Секретарь в это время доложил, что несколько лиц ожидают меня в приемной. Опасаясь, как бы не произошло какой-либо сцены, я сам проводил арестанта до выхода. Ичалов не сопротивлялся. В приемной мне бросились в глаза старик Ичалов, Руслановы и Бобровы. Проходя мимо Анны Дмитриевны Бобровой, Ичалов окинул ее каким-то насмешливым взглядом. Она глядела на него с выражением любви и сострадания; щеки ее пылали, она была взволнована. «Положительно, они влюблены друг в друга!» — подумал я. Возвращаясь в кабинет, я пропустил впереди себя Русланова.
— Так вот, кто негодяй, убивший мою дочь! Кто бы мог подумать! Верните его, если можно, я желал бы с ним поговорить.
— Завтра я удовлетворю ваше желание. Сегодня не могу.
Русланов, просмотрев протоколы, ушел через приемную. Там сидел отец Ичалова, но они не поклонились друг другу. Я остался вдвоем с прокурором.
— Знаете, — сказал мне прокурор, — хотя Аарон и узнал его, хотя против него существует так много улик первостепенной важности, но я все-таки не решусь утверждать, что он убийца, — до того неподдельно он хладнокровен! Он отвергает даже поездку свою в Москву, которая удостоверяется такими неопровержимыми свидетельствами. Тут можно потерять голову; сколько испорченности надо предположить в человеке, по-видимому, таком честном и добропорядочном!
Когда прокурор вышел, я пригласил старика Ичалова. Он был взволнован, но не давал воли словам. Очень сдержанно он попросил у меня объяснений. Прежде всего мне нужно было его допросить, и я обратился к нему со словами:
— Статья 705 Устава уголовного судопроизводства предоставляет отцу обвиняемого право устранить себя от свидетельства. Желаете ли вы воспользоваться этим правом в настоящем случае?
— Да, я должен им воспользоваться; неосторожное, необдуманное слово могло бы погубить моего сына. Я не желаю давать показания по существу дела. Но как отец я могу только свидетельствовать о добрых, несравненных качествах моего сына.
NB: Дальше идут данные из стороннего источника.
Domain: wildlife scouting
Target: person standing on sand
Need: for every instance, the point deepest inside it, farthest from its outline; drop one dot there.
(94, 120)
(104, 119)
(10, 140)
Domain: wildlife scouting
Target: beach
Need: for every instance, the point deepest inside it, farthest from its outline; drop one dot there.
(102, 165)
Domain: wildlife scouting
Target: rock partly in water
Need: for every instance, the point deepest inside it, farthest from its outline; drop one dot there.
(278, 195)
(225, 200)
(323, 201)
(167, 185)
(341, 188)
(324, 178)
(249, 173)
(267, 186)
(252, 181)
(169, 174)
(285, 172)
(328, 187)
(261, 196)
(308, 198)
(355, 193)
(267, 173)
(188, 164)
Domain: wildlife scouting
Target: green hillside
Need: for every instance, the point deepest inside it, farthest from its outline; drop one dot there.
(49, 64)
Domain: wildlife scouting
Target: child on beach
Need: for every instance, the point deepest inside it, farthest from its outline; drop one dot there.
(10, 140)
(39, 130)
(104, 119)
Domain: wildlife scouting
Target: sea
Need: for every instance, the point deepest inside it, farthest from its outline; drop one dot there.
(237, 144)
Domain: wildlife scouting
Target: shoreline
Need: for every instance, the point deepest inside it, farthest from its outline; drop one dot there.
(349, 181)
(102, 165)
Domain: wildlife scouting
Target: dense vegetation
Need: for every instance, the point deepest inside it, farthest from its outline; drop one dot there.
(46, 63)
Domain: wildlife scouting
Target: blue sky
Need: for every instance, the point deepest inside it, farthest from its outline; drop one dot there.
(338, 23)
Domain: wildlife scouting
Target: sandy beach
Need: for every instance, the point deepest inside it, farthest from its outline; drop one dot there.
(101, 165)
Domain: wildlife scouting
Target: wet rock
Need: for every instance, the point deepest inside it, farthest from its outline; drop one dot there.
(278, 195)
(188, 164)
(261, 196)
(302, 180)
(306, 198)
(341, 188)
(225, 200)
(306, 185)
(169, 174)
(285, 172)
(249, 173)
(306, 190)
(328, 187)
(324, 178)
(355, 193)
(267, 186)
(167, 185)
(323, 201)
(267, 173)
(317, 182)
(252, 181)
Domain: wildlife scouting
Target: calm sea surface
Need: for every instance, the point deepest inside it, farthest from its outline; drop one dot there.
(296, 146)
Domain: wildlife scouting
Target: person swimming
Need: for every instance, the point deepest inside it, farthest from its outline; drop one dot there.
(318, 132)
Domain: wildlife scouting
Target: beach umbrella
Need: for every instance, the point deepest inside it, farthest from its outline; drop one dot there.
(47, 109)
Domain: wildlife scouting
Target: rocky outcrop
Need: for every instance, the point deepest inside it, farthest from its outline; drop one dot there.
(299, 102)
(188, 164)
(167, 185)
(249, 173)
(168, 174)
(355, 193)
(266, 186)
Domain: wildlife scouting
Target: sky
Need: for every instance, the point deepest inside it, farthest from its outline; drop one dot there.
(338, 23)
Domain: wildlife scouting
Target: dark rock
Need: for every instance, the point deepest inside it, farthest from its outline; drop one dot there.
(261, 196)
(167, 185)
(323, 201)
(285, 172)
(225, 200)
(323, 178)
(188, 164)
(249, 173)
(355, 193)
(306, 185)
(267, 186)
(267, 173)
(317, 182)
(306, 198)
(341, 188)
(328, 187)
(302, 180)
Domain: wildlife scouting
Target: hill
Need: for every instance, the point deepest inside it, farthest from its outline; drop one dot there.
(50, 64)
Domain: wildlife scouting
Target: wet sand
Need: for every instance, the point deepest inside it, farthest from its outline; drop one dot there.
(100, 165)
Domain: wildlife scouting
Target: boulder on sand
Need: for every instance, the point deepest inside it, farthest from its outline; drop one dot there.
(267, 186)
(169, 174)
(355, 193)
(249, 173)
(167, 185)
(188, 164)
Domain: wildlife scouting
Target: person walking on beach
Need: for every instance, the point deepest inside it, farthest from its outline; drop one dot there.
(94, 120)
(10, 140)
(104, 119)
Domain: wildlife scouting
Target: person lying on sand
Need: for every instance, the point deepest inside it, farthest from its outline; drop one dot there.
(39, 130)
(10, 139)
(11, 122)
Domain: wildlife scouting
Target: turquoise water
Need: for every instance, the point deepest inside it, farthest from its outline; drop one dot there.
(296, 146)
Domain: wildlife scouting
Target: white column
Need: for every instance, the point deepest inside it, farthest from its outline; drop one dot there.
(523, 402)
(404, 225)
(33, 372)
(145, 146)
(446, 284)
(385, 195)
— В силу той же статьи, отказываясь от ответов на вопросы, клонящиеся к обвинению, вы лишаетесь права свидетельствовать о всем том, что может служить к оправданию.
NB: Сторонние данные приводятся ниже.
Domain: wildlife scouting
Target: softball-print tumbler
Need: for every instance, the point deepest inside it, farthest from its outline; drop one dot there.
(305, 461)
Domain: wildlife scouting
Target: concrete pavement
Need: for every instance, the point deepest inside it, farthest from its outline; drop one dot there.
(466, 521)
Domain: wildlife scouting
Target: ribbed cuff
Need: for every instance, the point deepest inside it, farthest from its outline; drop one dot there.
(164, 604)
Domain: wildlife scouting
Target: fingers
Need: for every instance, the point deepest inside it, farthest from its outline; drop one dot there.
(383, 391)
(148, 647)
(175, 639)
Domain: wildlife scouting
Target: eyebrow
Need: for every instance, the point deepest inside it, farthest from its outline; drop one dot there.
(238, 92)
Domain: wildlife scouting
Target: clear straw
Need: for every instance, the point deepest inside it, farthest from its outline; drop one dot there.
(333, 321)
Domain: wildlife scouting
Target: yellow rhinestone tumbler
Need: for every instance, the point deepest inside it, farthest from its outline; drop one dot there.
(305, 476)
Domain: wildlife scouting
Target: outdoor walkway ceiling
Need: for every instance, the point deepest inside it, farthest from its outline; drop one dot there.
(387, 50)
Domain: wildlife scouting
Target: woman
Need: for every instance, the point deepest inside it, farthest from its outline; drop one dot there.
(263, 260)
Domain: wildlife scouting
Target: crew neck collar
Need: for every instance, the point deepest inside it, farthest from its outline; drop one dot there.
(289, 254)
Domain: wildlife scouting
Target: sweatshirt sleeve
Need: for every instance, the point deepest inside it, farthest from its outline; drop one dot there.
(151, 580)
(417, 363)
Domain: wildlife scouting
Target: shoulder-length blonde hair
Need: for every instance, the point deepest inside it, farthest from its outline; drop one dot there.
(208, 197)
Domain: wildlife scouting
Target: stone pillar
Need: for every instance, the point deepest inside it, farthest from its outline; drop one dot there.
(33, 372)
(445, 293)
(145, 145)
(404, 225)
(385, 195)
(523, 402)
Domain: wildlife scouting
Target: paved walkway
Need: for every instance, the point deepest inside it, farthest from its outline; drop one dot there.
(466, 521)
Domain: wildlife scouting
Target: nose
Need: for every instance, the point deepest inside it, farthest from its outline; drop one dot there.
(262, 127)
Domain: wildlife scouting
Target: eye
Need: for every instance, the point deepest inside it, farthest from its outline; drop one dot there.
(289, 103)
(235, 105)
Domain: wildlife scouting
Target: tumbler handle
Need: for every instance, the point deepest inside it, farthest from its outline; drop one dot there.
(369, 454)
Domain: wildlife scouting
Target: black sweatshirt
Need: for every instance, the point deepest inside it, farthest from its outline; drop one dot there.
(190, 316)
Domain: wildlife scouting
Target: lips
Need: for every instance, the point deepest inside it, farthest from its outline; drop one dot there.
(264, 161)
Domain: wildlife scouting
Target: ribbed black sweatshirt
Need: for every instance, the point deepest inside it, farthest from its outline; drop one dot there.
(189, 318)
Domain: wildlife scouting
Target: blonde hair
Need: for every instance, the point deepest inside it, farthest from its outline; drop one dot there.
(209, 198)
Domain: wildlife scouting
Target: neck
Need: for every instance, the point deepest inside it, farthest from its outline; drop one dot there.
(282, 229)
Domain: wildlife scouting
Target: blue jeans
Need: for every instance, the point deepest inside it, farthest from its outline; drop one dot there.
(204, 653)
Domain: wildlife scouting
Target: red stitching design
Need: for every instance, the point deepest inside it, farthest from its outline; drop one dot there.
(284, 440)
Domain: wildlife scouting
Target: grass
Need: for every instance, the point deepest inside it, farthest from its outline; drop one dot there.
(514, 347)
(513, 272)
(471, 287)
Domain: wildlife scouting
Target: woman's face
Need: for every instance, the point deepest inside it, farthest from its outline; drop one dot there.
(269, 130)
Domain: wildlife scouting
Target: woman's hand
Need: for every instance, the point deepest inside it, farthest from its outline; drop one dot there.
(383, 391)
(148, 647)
— Так я лучше ничего не буду говорить. Расскажите мне подробности этого невероятного дела.
Я ему рассказал.
— Это непостижимо! Он действительно был у меня в деревне, но всего лишь одну последнюю неделю, а до того времени он говорил, что был с Афанасьевым на охоте. Преступление очевидно, но что же привело его к этому проступку? Боже мой! Боже мой!
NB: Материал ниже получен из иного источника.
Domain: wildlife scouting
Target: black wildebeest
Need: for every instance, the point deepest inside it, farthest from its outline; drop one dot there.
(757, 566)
Я старался его успокоить, но слова мои не производили никакого действия: в страшном отчаянии, совершенно растерянный и расстроенный, старик Ичалов вышел из моего кабинета.
После его ухода я отправился в клуб, где нашел почти все наше общество. Боброва была там же и танцевала очень весело. Увидав меня, она обратилась ко мне:
— Правда ли это, что Ичалов оказывается будто бы убийцей Елены Руслановой? Какой вздор! Можно ли выдумать такую небылицу!